この道については何度か記事にしてきたが,改めてこのルートの良さを紹介しようと思う.道中,随所で尾鷲湾を一望することができる.そして,尾鷲湾の南側に位置する桃頭島(とがしま)が常に視界のうちにあるのが印象的だ.
尾鷲ヒノキの間からは紀伊半島の雄大なリアス式海岸を一望することができる.須賀利の岬や佐波留島も手に取るように見える.海のすぐ近くでこれほど高い場所から熊野灘を眺望できる貴重なスポットだと思う.
果てしなく続く熊野灘と空の境界があいまいで,青一色の世界に今にも動き出しそうな桃頭島の緑が存在感を主張している.この景色に見とれていると何だかとても不思議な気持ちになって,こわばっていた肩の力がすとんと抜けていくような気がする.
これほどまでに素晴らしい道なのに,ここで自動車やオートバイにすれ違うことは全くない.それもそのはずで,尾鷲から九鬼へは国道の八鬼山トンネルを使えば,数分で済んでしまう.わざわざこの道を走るのは,合理的なこの世の中では考えられないことかもしれない.

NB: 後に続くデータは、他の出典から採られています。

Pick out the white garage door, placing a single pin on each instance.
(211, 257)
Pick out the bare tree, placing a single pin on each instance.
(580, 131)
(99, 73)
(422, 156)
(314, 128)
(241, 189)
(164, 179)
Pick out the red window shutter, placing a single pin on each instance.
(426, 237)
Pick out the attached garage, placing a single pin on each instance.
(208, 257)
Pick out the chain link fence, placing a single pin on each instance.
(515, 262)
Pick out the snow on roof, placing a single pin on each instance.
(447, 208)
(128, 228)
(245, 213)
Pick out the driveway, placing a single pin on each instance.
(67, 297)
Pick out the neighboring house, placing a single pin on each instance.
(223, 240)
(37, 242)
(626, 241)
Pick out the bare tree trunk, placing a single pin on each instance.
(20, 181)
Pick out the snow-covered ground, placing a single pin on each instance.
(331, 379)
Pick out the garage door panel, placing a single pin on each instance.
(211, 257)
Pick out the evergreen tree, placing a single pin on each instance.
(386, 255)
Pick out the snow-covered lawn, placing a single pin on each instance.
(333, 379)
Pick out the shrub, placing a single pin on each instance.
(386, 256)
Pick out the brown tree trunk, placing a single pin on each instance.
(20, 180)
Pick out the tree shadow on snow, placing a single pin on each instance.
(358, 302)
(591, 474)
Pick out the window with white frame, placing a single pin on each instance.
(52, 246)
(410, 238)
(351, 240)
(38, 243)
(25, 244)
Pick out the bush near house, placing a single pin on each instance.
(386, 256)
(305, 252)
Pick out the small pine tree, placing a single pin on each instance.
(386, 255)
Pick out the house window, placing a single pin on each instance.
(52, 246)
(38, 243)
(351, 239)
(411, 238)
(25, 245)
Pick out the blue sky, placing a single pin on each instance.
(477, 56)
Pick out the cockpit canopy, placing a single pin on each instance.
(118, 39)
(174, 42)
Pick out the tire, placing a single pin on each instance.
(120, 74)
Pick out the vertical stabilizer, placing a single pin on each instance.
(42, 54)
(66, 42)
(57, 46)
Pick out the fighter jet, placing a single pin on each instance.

とは言え,この道は1992年に現国道の八鬼山トンネルが開通するまでは列記とした国道だったそうだ.その頃は離合などが大変で,のんびり景色など楽しんでいる余裕はなかっただろう.今はおかげさまで,好きなところにオートバイを停めることができる.尾鷲に来て晴れていたら,三重r778を走るのがいつの間にかルーティンになってしまった.